On July 29, 1951, Joe DiMaggio went 2-4 with two home runs and a walk, scoring three runs and driving in five. He had homered in the game before before as well. The outburst was part of a four-game hitting streak that improved his rates from an uncharacteristically poor .251/.358/.417 to a still-uncharacteristic but more robust .275/.362/.455. The streak was part of a nice little hot streak that the Yankee Clipper put together after spending a couple of week out with an injury. It was all too transient, however, and over the last two months of the season, DiMaggio hit only .268/.368/.390 while playing a weak center field. Despite a decent World Series that fall, the 36-year-old concluded that he no longer possessed the skills he had shown as recently as the season before and hung up his spikes.

On May 25, 1935, in a game at Pittsburgh, Babe Ruth went 4-for-4, launching three home runs and driving in six. It was thought that the last shot went over 600 feet. He played another five games, going for 0-for-9. Then, fat, suffering from a bad cold, and possessed with a burning desire to go to New York for a party to welcome the ocean liner Normandie, he retired.

On Sunday afternoon, Jeter went 4-for-6 with a double, raising his rates to .257/.317/.284. Having given you the examples of Ruth and DiMaggio, I suppose I could stop there.
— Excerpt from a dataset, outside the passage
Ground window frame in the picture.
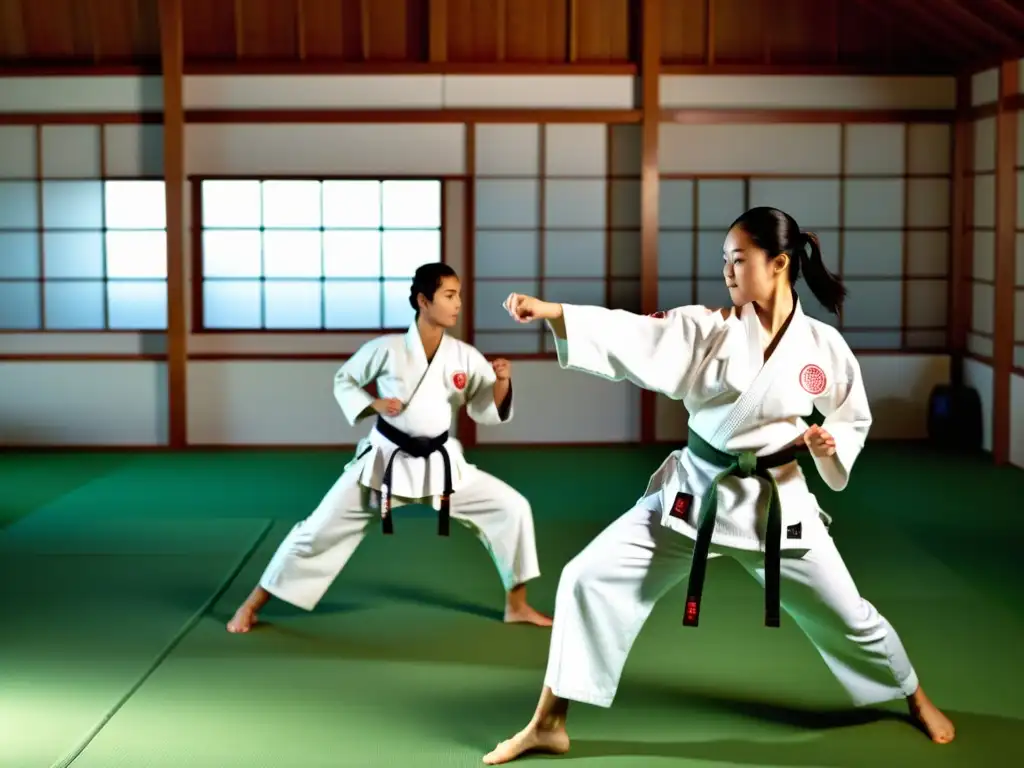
[192,174,448,336]
[0,176,170,336]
Jeter’s double appropriately doubled the number of extra-base hits he has had on the season. Any time a hitter has four safeties in game it’s a good thing, but there weren’t all crisp liners, weren’t all good swings, weren’t results that we can assume are repeatable.
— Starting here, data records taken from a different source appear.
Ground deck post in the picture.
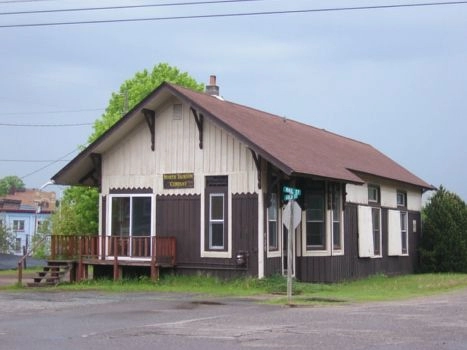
[114,255,120,281]
[18,261,23,286]
[76,255,84,282]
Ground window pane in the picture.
[268,193,277,220]
[268,221,278,249]
[306,222,325,248]
[371,208,381,255]
[401,213,407,231]
[211,194,224,220]
[111,197,130,236]
[332,222,341,249]
[306,194,324,221]
[131,197,151,236]
[210,222,224,248]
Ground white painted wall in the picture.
[102,99,258,194]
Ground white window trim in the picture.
[331,203,345,255]
[200,187,232,259]
[105,193,156,237]
[358,205,383,258]
[265,195,283,258]
[301,184,345,256]
[301,208,332,256]
[388,210,409,256]
[106,193,156,261]
[208,193,226,250]
[370,207,383,258]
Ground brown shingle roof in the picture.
[53,83,433,189]
[170,85,432,188]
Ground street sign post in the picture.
[282,186,302,304]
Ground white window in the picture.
[268,193,279,251]
[371,208,382,256]
[358,205,382,258]
[368,185,379,203]
[173,103,183,120]
[110,195,152,237]
[202,175,231,257]
[397,191,407,207]
[388,210,409,256]
[306,190,326,250]
[330,184,344,250]
[13,220,24,232]
[401,211,409,255]
[209,193,225,249]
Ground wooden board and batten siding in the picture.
[102,99,258,195]
[297,183,421,282]
[101,99,259,277]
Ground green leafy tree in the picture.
[0,176,24,196]
[51,186,99,235]
[52,63,204,234]
[0,224,16,254]
[420,186,467,272]
[88,63,204,142]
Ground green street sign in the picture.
[282,186,302,201]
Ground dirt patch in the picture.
[0,271,35,287]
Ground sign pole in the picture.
[287,199,295,304]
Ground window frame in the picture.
[201,175,232,258]
[396,190,407,208]
[208,193,225,250]
[371,207,383,258]
[13,219,25,232]
[109,193,155,238]
[304,188,329,252]
[400,211,409,256]
[266,193,280,252]
[329,183,344,255]
[368,184,381,204]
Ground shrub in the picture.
[420,186,467,272]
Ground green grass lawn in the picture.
[0,270,467,304]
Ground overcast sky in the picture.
[0,0,467,200]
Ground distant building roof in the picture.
[0,189,56,212]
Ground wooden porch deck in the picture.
[48,235,176,281]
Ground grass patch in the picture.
[0,269,467,305]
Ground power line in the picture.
[0,1,467,28]
[0,123,93,128]
[0,0,56,4]
[0,108,105,117]
[0,0,266,16]
[21,148,80,179]
[0,159,70,163]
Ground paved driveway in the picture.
[0,289,467,350]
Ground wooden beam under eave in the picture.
[142,108,156,152]
[248,148,261,190]
[190,107,204,149]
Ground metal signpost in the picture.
[282,186,302,304]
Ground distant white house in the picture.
[0,189,55,255]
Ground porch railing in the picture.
[50,235,176,265]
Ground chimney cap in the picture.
[206,75,219,96]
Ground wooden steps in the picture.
[27,261,72,287]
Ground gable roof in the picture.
[52,83,433,189]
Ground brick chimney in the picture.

Jeter’s hits were an important part of the game’s successful outcome, so I’m not trying to diminish this one game—better hits than outs, anytime, any flavor—but whenever Jeter has a good day, I feel the pull of the same wishful thinking that I suspect grips most of us. I want to exhale and say the Craig Biggio/Grande Armée-retreat-from Moscow quality of this campaign for 3000 hits is over, let us celebrate this festival of still-vital hitting. It’s still not time, and it may not ever be time.
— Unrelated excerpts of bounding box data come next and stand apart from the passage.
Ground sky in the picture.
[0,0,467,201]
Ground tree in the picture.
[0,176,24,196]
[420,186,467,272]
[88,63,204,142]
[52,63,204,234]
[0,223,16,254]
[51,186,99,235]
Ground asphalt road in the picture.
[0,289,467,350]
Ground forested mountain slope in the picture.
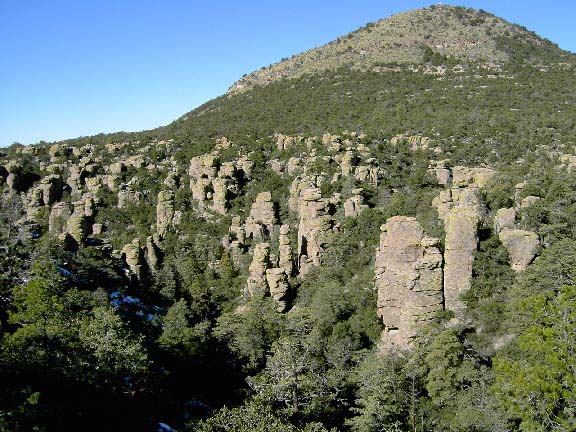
[0,6,576,431]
In other cynical departments, still withholding judgment on Freddy Garcia, Buddy Carlyle as closer. That last is a joke, of course. It’s just amazing that this oft-tattooed journeyman, who has been bouncing around the National League, American minors, and Japan since 1996 is wearing pinstripes. In our 2010 book, Baseball Prospectus said of his stint with the Braves, "He wasn't especially good… but teams need those catch-me-when-I-fall guys too." That’s still a good explanation for Carlyle’s presence in the majors—the Yankees were just short. That said, if you were going to make a move that required clearing a 40-man roster spot, if the pitcher you called up was going to be the last man on your team, a seldom-used "break glass" type, why not call a George Kontos or Eric Wordekemper, a new journeyman instead of an old one, someone who is younger than 33 and doesn’t already have a career 5.66 ERA pitching out of the bullpen in the majors? The club is already painfully old, why not at least have a youth movement around the edges, where it won’t cost you anything?

Carlyle’s is a good story. He’s pitched everywhere and also overcome diabetes to get back to the Bigs—I’m glad that his pursuit of his dream has taken this turn for the better. However, what makes for a good story for him isn’t necessarily the best use of a roster spot for the club.